The Lords of Easy Money: https://bookshop.org/books/the-lords-of-easy-money-how-the-federal-reserve-broke-the-american-economy/9781982166632

How Nov. 2, 2010 Made the Rich So Much Richer: https://time.com/6112931/federal-reserve-wealth-inequality-recession/

The Fed’s Doomsday Prophet Has a Dire Warning About Where We’re Headed: https://www.politico.com/news/magazine/2021/12/28/inflation-interest-rates-thomas-hoenig-federal-reserve-526177

Website: https://pitchforkeconomics.com/

Twitter: @PitchforkEcon

Instagram: @pitchforkeconomics

Nick’s twitter: @NickHanauer

 

Nick Hanauer:

So happy new year, Pitchfork Economics listeners. Hope everybody is doing well. I’m doing fine, although recovering from COVID and thank you so much to all of those of you who left us great reviews over the holiday break. I asked for reviews for Christmas or Hanukkah as the case may, and a bunch of you did it, and thank you so much. And now you can rate us on Spotify as well. So please give us five stars, please. Pretty please.

David Goldstein:

Remember, other podcasts make you listen to all those stupid ads. All we ask is for a five star review.

Nick Hanauer:

That’s it. That’s the price. The policies enacted by the Federal Reserve over last 10 years have exaggerated and increased economic inequality in the country.

Christopher Leonard:

The Federal Reserve is the central bank of the United States, and it has a super important job, to create and manage the currency we use.

David Goldstein:

Where do those dollars go?

Christopher Leonard:

The Fed creates dollars, not in the bank account of ordinary people, but with an exclusive group of financial institutions on Wall Street.

Speaker 4:

From the home offices of Civic Ventures in Downtown Seattle, this is Pitchfork Economics with Nick Hanauer, the best place to get the truth about who gets what and why.

Nick Hanauer:

I’m Nick Hanauer, founder of Civic Ventures.

David Goldstein:

I’m David Goldstein, senior fellow at Civic Ventures.

Nick Hanauer:

Yeah, so a couple of years ago we recommended an excellent book, Kochland: The Secret History of Koch Industries and Corporate Power in America. And we are thrilled today to have the author of that book on the show. Today, we get to talk to Christopher Leonard, who is a business reporter and executive director of the Watchdog Writers Group at the University of Missouri, School of Journalism about his new book, The Lords of Easy Money: How the Federal Reserve Broke the American Economy. And it’ll be a really interesting conversation because the Federal Reserve is a complex institution that is not well understood by most Americans, but has a huge impact on the economy and economic policy in. And so, geez, Goldie with that, I think we should just get right into our conversation with Chris about the Federal Reserve.

Christopher Leonard:

So my name is Christopher Leonard. I’m a business reporter and I write about corporate power and the American economy. And I’m here to talk my new book, The Lords of Easy Money, which is a recent history of the Federal Reserve and its experiments over the last decade.

Nick Hanauer:

Well, welcome to the podcast.

Christopher Leonard:

Thank you.

Nick Hanauer:

And to make sure that this is a conversation that our listeners can understand, let’s, because it’s somewhat technical as you know. So let’s start with what is the U.S. Federal Reserve system, what’s its scope and what’s it for?

Christopher Leonard:

Yes. And let me please say, I don’t know whether I succeeded or failed, but my entire goal for this book, the whole reason I wrote it is because I’m a business reporter and as far back as 2016, I had personally come to realize how dramatically the Fed was affecting our lives and reshaping our economy. And I wanted to write a book that lays this out in plain english that you can read when you’re tired in a hotel room on a business trip. And hopefully at the end, it gives a very workable understanding of what the Fed is. There is some stuff that’s complicated here, but honestly it’s no more complicated than like an HVAC system in office building. It takes a little bit of time to unpack some stuff, but it’s really not rocket science as much as they would like you to think it is.

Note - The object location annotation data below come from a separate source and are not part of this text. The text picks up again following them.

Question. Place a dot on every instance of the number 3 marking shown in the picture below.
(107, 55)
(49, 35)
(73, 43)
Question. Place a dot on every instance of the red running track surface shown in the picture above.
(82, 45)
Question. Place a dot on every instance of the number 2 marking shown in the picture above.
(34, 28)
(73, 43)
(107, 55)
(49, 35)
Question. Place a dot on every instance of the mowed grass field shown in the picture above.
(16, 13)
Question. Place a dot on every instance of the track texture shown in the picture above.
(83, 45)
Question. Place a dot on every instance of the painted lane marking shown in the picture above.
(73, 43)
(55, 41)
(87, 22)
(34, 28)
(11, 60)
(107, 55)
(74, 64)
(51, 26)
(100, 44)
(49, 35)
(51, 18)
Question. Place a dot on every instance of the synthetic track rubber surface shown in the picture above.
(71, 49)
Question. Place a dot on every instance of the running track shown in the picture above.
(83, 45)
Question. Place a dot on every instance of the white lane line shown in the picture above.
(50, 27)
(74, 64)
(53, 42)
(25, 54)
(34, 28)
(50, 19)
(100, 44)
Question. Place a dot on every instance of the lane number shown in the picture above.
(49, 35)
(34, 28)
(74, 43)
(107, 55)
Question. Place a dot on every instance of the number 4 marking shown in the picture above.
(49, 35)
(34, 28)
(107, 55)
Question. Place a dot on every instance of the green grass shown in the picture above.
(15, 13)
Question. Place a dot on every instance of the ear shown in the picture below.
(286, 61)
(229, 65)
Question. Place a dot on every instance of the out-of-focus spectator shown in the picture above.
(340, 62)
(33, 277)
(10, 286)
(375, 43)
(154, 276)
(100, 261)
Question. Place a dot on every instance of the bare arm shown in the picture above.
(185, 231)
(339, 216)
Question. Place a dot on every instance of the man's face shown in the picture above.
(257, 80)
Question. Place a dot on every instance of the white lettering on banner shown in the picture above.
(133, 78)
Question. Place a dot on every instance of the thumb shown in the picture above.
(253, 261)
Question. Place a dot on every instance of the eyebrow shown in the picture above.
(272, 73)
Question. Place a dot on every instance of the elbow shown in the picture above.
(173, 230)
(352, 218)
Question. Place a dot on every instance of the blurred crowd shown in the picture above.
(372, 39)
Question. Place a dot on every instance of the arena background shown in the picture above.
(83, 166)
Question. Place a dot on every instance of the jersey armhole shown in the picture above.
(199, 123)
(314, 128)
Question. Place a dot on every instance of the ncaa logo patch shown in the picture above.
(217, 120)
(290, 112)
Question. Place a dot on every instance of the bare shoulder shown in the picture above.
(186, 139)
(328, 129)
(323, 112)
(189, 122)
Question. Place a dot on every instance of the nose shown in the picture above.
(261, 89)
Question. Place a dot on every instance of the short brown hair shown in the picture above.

Okay, what’s the Federal Reserve? The Federal Reserve is the central bank of the United States and it has a super important job. Its main job is to create and manage the currency we use. That thing we call the dollar. That’s actually a Federal Reserve note. And basically a nation needs a central bank to create and manage a currency. The United States tried to do without a central bank and we really couldn’t do it. So in 1913 we created this very strange and interesting system called the Federal Reserve system. It’s almost like the country itself in that, it’s a network of 12 banks that are kind of like little states and they all report to this main office in Washington, D.C. And their job is to basically create dollars, okay? That’s the Fed’s superpower. It can create new dollars out of thin air and it manages our money supply.

David Goldstein:

And it does this how? When it creates, just the process, when it creates dollars, where do those dollars go?

Christopher Leonard:

Okay, this is super important. And this is one of the things I like to talk about is like the mechanics of how this work, because it really comes in importantly later. The Fed creates dollars, not in the bank account of ordinary people, but with an exclusive group of financial institutions on Wall Street. Okay. There’s this group of 24 banks on Wall Street, financial institutions, like JP Morgan, Goldman Sachs, Wells Fargo. And this collection of 24 banks on Wall Street, literally they have a license, they have a special ability to do business directly with the Federal Reserve. And this is how the Fed creates money. And it’s through a really interesting mechanism. The Federal Reserve Bank of New York has a trading floor, where I’ve toured this trading floor. And it looks like the kind of typical Wall Street trading floor you see, with a bunch of cubicles and a bunch of people typing at computers.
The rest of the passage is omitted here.